Il Codex Seraphinianus: parliamone.
È una sorta di enciclopedia delirante, concepita, scritta e illustrata da Luigi Serafini, un genio tutt'ora in vita del quale vi invito a cercare qualche opera.
Il Codex ha visto la luce alla fine degli anni '70, diventando presto un oggetto di culto in tutto il mondo, apprezzato da personalità pazzesche come Italo Calvino, Roland Barthes e Achille Bonito Oliva.
L'alfabeto è inventato da Serafini stesso, privo di contenuto semantico e apparentemente intraducibile. Ma il Codex non va letto, va visto.
Le illustrazioni sono grottesche, assurde, surreali: piante che si trasformano in persone che si fondono ad animali, bestie mai esistite, materiali stranissimi dei quali si può solo provare ad intuire gli impieghi.
Il fatto di non poter tradurre le varie istruzioni e descrizioni che, è intuibile, sono contenute all'interno del Codex amplifica ancora di più lo straniamento, e porta a fare ragionamenti assurdi nel tentativo di capirci qualcosa.
Qualche temerario ha provato, e tutt'ora prova a tradurlo, ma senza successo.

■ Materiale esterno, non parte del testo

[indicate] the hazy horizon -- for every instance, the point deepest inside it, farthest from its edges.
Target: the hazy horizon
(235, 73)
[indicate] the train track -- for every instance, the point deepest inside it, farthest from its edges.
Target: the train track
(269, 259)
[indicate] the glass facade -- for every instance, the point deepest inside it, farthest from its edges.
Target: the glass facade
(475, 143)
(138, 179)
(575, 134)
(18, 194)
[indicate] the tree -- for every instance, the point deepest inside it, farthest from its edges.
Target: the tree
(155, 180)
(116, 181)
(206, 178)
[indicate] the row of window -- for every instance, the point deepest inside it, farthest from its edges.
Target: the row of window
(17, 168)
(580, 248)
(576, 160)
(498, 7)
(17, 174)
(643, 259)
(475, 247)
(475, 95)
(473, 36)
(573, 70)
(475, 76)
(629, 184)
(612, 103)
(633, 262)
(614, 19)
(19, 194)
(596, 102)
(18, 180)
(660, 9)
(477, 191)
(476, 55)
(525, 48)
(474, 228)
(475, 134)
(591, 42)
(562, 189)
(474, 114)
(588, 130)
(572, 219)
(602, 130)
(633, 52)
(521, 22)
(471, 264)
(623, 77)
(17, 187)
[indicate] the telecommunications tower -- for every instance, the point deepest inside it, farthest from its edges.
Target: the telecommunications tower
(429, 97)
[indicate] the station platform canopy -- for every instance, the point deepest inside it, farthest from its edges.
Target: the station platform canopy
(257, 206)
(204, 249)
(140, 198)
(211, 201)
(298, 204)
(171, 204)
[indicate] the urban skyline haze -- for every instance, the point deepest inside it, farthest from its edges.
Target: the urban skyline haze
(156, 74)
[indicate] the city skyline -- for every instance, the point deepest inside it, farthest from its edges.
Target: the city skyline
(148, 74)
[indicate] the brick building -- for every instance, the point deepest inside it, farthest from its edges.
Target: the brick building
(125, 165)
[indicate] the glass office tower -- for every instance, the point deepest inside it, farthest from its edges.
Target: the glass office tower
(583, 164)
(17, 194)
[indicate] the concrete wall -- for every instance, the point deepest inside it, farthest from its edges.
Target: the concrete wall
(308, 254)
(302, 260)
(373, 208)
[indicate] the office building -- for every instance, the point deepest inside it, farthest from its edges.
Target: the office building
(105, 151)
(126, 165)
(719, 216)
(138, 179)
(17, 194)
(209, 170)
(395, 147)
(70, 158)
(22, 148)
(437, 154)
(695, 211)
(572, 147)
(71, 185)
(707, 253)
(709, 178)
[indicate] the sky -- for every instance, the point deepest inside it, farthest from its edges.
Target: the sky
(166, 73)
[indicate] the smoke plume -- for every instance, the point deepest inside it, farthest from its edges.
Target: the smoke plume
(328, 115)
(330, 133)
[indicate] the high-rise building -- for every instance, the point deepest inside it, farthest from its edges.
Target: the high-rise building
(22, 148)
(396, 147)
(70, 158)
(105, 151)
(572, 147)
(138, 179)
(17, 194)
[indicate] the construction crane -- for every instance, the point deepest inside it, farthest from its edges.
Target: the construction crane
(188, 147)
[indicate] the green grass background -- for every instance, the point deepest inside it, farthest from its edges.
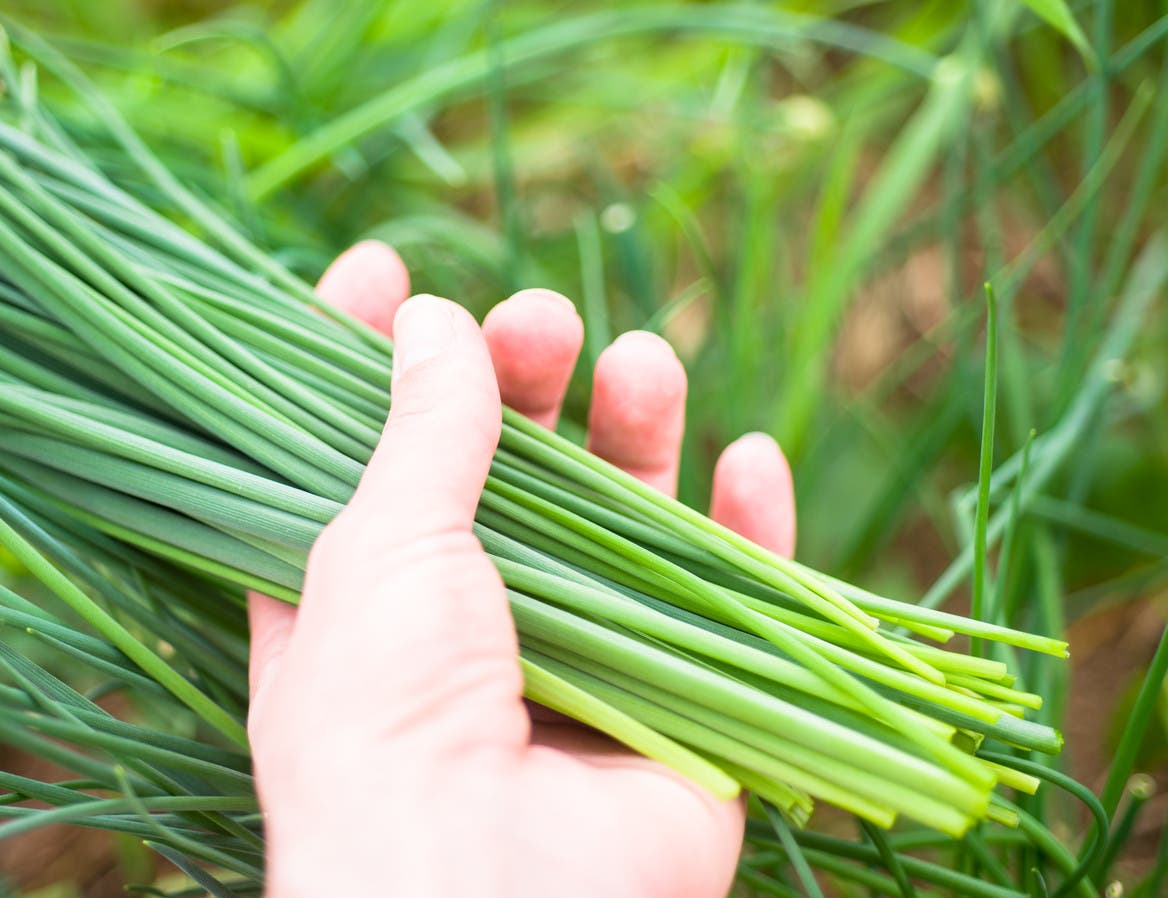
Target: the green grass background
(806, 199)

Interessantissimo anche il Decodex, un libricino tramite il quale Serafini spiega in che modo abbia concepito il testo, accostandosi all'immaginazione di un bimbo che, non sapendo leggere, apre i libri "dei grandi" senza capirci assolutamente nulla, e dando un'interpretazione propria ed originale del contenuto. Ecco, guardare il Codex fa provare esattamente quelle sensazioni che ormai ci siamo scordati. Senza dover assumere sostanze di dubbia provenienza, per farlo.
Costicchia, ma se avete occasione di sfogliarlo vi invito caldamente a farlo.